The core research question of this study asked whether or not it is good practice to allow

students to listen to their music (via smart phones or other electronics) while they complete

independent work in the classroom. Pursuant to my findings, I cannot condone allowing music—

especially preferential music, listened via headphones—during study time, as it is fundamentally

disruptive to comprehension. On top of the disruptive effects of music, headphones erect an extra

barrier between student and classroom/teacher that may exaggerate the effect further.

Additionally, it appears that in some cases music inflates the time it takes to complete a

text (especially narrative-based) reading. That extra time taken does not lend itself to greater

achievement on reading measures, which suggests that although students spend more time “in”

the text, they may not be attending directly to its contents, and therefore aren’t gleaning any

more from it than they would be without the music in the first place.

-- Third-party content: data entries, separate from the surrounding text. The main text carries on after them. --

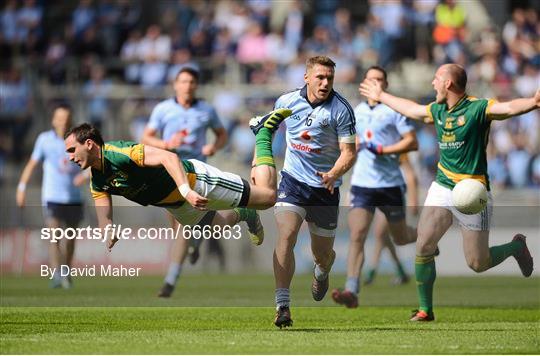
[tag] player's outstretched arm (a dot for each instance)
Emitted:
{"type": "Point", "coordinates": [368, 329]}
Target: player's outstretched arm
{"type": "Point", "coordinates": [373, 90]}
{"type": "Point", "coordinates": [104, 216]}
{"type": "Point", "coordinates": [155, 157]}
{"type": "Point", "coordinates": [23, 181]}
{"type": "Point", "coordinates": [505, 110]}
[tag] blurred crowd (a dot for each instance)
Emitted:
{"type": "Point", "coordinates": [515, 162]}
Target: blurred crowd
{"type": "Point", "coordinates": [118, 42]}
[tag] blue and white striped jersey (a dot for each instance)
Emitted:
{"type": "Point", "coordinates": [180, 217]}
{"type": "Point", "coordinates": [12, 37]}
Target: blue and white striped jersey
{"type": "Point", "coordinates": [314, 133]}
{"type": "Point", "coordinates": [380, 125]}
{"type": "Point", "coordinates": [58, 171]}
{"type": "Point", "coordinates": [169, 118]}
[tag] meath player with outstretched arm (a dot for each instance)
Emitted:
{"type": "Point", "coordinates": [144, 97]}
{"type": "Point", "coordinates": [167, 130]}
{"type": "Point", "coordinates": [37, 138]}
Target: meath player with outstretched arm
{"type": "Point", "coordinates": [462, 123]}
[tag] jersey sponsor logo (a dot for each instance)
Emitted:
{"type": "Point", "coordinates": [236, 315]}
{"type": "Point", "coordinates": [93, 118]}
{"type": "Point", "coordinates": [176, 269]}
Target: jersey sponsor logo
{"type": "Point", "coordinates": [305, 148]}
{"type": "Point", "coordinates": [448, 137]}
{"type": "Point", "coordinates": [324, 122]}
{"type": "Point", "coordinates": [295, 117]}
{"type": "Point", "coordinates": [305, 136]}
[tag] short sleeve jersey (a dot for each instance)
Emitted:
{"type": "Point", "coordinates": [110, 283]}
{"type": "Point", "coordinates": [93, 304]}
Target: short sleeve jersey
{"type": "Point", "coordinates": [381, 125]}
{"type": "Point", "coordinates": [169, 118]}
{"type": "Point", "coordinates": [314, 133]}
{"type": "Point", "coordinates": [58, 171]}
{"type": "Point", "coordinates": [123, 173]}
{"type": "Point", "coordinates": [462, 134]}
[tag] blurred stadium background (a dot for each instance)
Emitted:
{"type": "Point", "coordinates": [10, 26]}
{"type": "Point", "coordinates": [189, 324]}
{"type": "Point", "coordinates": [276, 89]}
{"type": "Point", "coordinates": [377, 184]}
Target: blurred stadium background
{"type": "Point", "coordinates": [112, 60]}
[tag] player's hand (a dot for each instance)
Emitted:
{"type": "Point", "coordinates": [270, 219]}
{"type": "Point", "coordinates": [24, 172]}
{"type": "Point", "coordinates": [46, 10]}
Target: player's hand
{"type": "Point", "coordinates": [176, 140]}
{"type": "Point", "coordinates": [111, 242]}
{"type": "Point", "coordinates": [371, 89]}
{"type": "Point", "coordinates": [328, 180]}
{"type": "Point", "coordinates": [21, 198]}
{"type": "Point", "coordinates": [374, 148]}
{"type": "Point", "coordinates": [209, 150]}
{"type": "Point", "coordinates": [197, 201]}
{"type": "Point", "coordinates": [80, 179]}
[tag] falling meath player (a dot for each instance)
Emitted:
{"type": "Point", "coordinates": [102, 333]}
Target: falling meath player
{"type": "Point", "coordinates": [192, 191]}
{"type": "Point", "coordinates": [179, 124]}
{"type": "Point", "coordinates": [462, 124]}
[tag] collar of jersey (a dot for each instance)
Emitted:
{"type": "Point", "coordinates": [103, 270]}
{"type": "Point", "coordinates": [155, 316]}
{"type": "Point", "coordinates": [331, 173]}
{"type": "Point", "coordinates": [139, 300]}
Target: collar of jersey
{"type": "Point", "coordinates": [460, 101]}
{"type": "Point", "coordinates": [195, 101]}
{"type": "Point", "coordinates": [303, 94]}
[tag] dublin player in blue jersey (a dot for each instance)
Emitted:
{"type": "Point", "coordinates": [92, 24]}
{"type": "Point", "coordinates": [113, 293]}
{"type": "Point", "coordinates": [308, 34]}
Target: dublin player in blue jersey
{"type": "Point", "coordinates": [377, 183]}
{"type": "Point", "coordinates": [179, 124]}
{"type": "Point", "coordinates": [320, 149]}
{"type": "Point", "coordinates": [60, 196]}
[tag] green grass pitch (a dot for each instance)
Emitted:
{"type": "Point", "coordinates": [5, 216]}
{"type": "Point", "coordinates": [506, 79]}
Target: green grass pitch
{"type": "Point", "coordinates": [229, 314]}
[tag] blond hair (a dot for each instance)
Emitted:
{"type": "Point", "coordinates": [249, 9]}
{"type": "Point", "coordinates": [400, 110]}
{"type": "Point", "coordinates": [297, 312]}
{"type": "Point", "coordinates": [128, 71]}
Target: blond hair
{"type": "Point", "coordinates": [322, 60]}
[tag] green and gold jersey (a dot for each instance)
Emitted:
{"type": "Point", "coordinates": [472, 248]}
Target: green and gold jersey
{"type": "Point", "coordinates": [462, 133]}
{"type": "Point", "coordinates": [123, 173]}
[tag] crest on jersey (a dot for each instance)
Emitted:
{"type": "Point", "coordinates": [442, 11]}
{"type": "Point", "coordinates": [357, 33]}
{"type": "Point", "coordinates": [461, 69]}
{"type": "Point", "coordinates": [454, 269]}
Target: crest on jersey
{"type": "Point", "coordinates": [305, 136]}
{"type": "Point", "coordinates": [324, 122]}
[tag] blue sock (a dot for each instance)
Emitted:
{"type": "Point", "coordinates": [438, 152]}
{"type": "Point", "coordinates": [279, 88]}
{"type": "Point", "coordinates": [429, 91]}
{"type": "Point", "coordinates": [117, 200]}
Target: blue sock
{"type": "Point", "coordinates": [173, 274]}
{"type": "Point", "coordinates": [352, 285]}
{"type": "Point", "coordinates": [283, 298]}
{"type": "Point", "coordinates": [320, 275]}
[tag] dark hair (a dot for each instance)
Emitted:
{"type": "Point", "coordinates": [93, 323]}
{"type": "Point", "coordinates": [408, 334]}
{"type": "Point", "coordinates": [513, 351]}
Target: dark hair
{"type": "Point", "coordinates": [322, 60]}
{"type": "Point", "coordinates": [191, 71]}
{"type": "Point", "coordinates": [379, 68]}
{"type": "Point", "coordinates": [84, 132]}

Thompson’s (2012) previous finding that fast and loud music is incredibly disruptive is

accepted by this study. In the cases of students N and D, who chose to listen to loud, lyric-filled

music during their readings, significant losses of comprehension were observed. Even in the case


of Student T and L, however, who chose quieter and slower-tempo music, reading

comprehension was still affected. Additionally, after review of subject personality types and

performance on the reading measures, both with and without music, I found little evidence to

support Doyle and Furnham’s (2011) proposition that extroverts are less affected by the presence

of music. Some trends in that direction are present—namely in the WPM scores—but within the

admittedly limited constraints of this study, personality differences do not appear to be a

particularly large contributing factor to the effect of music on adolescent reading comprehension.

All students appear to be affected in similar ways by their preferred music choices: namely,

negatively.

Suggestions for Future Study

The constraints on this study left me with several questions for further study. Primarily,

the difference in reading times between narrative and expository, with music playing, warrants

investigation. What, if any, reason is there that narrative reading time would increase when the

reader is exposed to music, while in the same situation expository text decreases? Could it be

some bias due to the structure of the narrative that requires closer attention to the language,

which in turn makes the reader more vulnerable to a capacity interference?

Second, the reading examination, which used the Qualitative Reading Inventory 5 as its

basis, only sheds light on the effect of music and reading comprehension in a traditional

narrative, as one would find in an ELA classroom, and a history-focused non-fiction text. What

effects, if any, would be observed within different domains of reading? The Common Core State

Standards require instructors to teach content area literacy more explicitly, and encourage an


increase in content area reading. Would preferential music have a measurable differential effect

on math or science-centric reading or studying?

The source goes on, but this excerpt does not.